Orateur
Description
Multistage stochastic optimization (MSO) is pivotal for sequential decision-making under uncertainty, with prominent approaches in stochastic optimal control and reinforcement learning. While methods like Stochastic Dual Dynamic Programming excel with moderate-dimensional states and large continuous control spaces, and reinforcement learning handles large state spaces with smaller control sets, a significant gap exists for dynamic operations research problems. These problems are characterized by high-dimensional state spaces and discrete, combinatorially large control spaces.

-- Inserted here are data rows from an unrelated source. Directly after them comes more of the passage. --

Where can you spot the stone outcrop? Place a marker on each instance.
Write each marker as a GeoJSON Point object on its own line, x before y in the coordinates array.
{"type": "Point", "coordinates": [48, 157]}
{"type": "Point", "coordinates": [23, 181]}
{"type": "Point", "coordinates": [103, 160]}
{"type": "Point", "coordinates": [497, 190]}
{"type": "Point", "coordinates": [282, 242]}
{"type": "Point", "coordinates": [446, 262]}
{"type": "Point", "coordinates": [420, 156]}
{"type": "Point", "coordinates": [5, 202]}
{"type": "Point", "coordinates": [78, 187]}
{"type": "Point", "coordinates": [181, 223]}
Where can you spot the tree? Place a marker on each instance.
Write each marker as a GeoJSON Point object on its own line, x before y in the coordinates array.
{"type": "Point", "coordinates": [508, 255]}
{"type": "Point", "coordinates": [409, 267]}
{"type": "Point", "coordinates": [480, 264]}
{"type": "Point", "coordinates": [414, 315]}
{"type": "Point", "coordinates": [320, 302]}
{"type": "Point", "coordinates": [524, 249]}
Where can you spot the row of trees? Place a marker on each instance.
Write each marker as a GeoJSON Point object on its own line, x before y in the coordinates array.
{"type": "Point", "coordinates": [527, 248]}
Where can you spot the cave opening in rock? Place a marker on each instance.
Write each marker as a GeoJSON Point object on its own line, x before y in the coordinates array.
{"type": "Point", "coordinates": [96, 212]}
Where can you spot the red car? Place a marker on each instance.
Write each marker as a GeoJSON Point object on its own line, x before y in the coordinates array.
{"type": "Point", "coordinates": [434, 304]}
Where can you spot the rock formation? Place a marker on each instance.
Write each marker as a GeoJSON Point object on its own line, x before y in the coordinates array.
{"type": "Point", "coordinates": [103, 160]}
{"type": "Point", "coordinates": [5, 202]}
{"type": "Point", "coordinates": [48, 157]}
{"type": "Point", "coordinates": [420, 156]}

Policies based on Combinatorial Optimization Augmented Machine Learning (COAML) have recently demonstrated success in tackling such complex problems, notably in dynamic vehicle routing. However, current state-of-the-art learning algorithms for these policies typically rely on imitating anticipative decisions. This often translates to supervised learning problems using Fenchel-Young losses, which can result in "voting" type policies that underperform on problems requiring strong temporal coordination between decisions.
To address this limitation and foster better coordination, we introduce multistage extensions of Fenchel-Young losses. These novel loss functions are integrated into an empirical cost minimization algorithm. Preliminary numerical results on benchmark environments indicate that our approach significantly improves upon existing methods by enabling more coordinated decision-making in multistage stochastic settings.